From having a sweet corn stand seven years ago, she is now running a year-round farm market. And she serves on the board of the Ohio Direct Agricultural Marketing Association.
John and Joyce had a lot of sessions they needed to attend during the growers congress and marketing convention. And since many of those who attend, like the Browns, are involved in more than one kind of production, they were moving briskly from one session to another, taking in a little of this and a little of that.
It was there. Whatever it was a producer wanted to know about, there was probably a program scheduled to address that particular topic.
Educational tracks were scheduled for small fruit, primarily berries, and for tree fruit, mostly apples; for truck crops, for processing crops, for greenhouse crops, and for potatoes.
In his introduction to new varieties for tree fruit growers Walter Heuser of Summit Tree Sales of Michigan, a provider of fruit tree stock to commercial growers, said a new root stock for cherries in the works is going to make cherry production the next big comer for Ohio growers.
The small fruit growers got more than a little information on raspberries, although they were also introduced to jostaberries, elderberries, gooseberries and currants.
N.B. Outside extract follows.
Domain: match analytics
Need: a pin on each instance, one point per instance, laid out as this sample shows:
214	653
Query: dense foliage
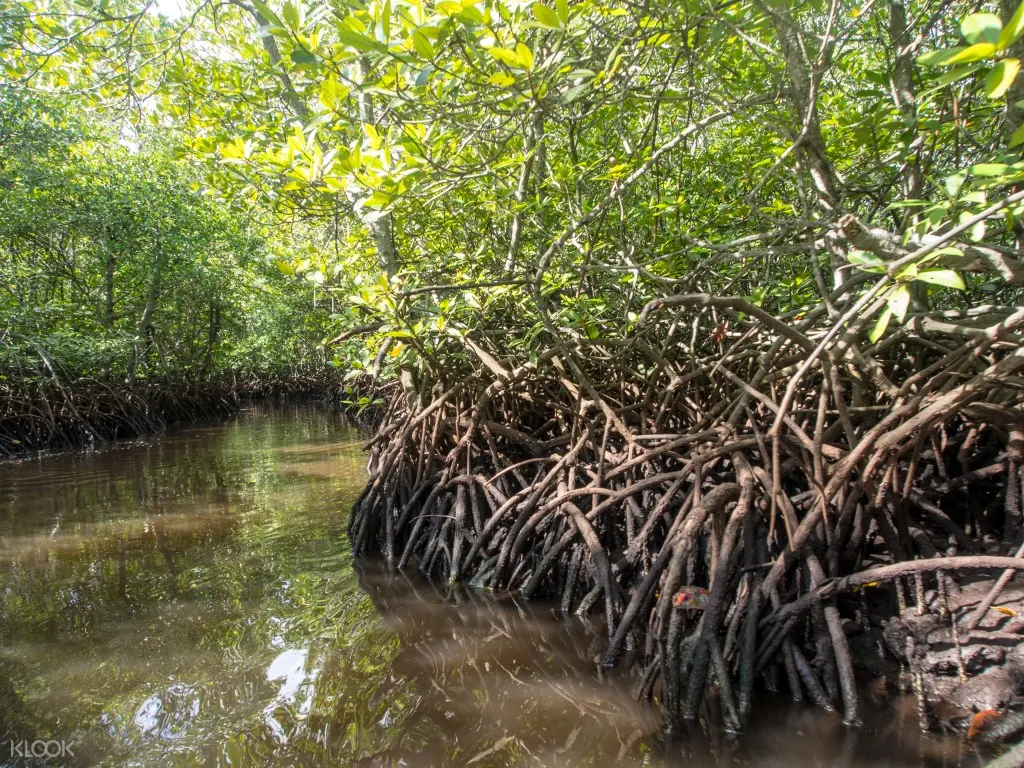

Health of soil. Truck crop producers in their soil sessions were introduced to the concept of the biological health of soil by Brian Slater, OSU Extension expert in sustainable soil and land management.
Slater talked about the idea that producers, “used to thinking in terms of NPK” could begin to use new soil testing methods he said would allows them to keep good records and a constant check on the biomass, compaction levels, water drainage and holding capacity, earthworm populations, and residue decomposition of their soil, among other factors.
The Ohio Soil Health Card, developed by OSU with an advisory panel of farmers, Slater said, is a simple field-based set of criteria that gives producers an opportunity to take control and begin active management of their soil.
The most pressing topic for all growers was weed management, insect control, and plant disease. Finding out what results other growers were having with new products and new methods was in the front of the mind for most of these produce growers. They were eager to discuss results with each other.
Marketing ideas. But producers also wanted to compare experiences marketing from the farm – how they were using Web marketing, how they were working to enhance the experience of pick-your-own for entertainment oriented customers, what made their direct marketing businesses grow.
Wen-fel Uva of Cornell University presented the economic and marketing research she has been involved with on behalf of the New York apple association.
What she identified were opportunities in forming partnership alliances with retailers, marketing to food service providers, and marketing to local restaurants, where the major concern is freshness and quality. The associations’s strategic plan, she said, is to begin to work more collaboratively to assist buyers in identifying sources of produce and in increasing marketing information.
Food safety. One of the keynote ideas being presented in all phases of the Congress was the growing problem of food safety.
Elizabeth Bihn, project coordinator of the National Good Agricultural Practices Project at Cornell, that Ohio has recently joined as a collaborator, talked about the growing prevalence of food borne pathogens.
She said that of recent incidents of bacterial outbreaks traced to produce, almost 20 percent came from fruit, another 18 percent from lettuce, and 35 percent from some undetermined product in salad bars.
And of these, she said, 75 percent were from domestic produce. Only 7.5 percent of the outbreaks were traced to imported produce.
Food safety, she said, has to be the responsibility of every grower. Once food it contaminated it is tough to remove. Washing is not effective. The responsibility of the producer has to be preventing contamination before it happens.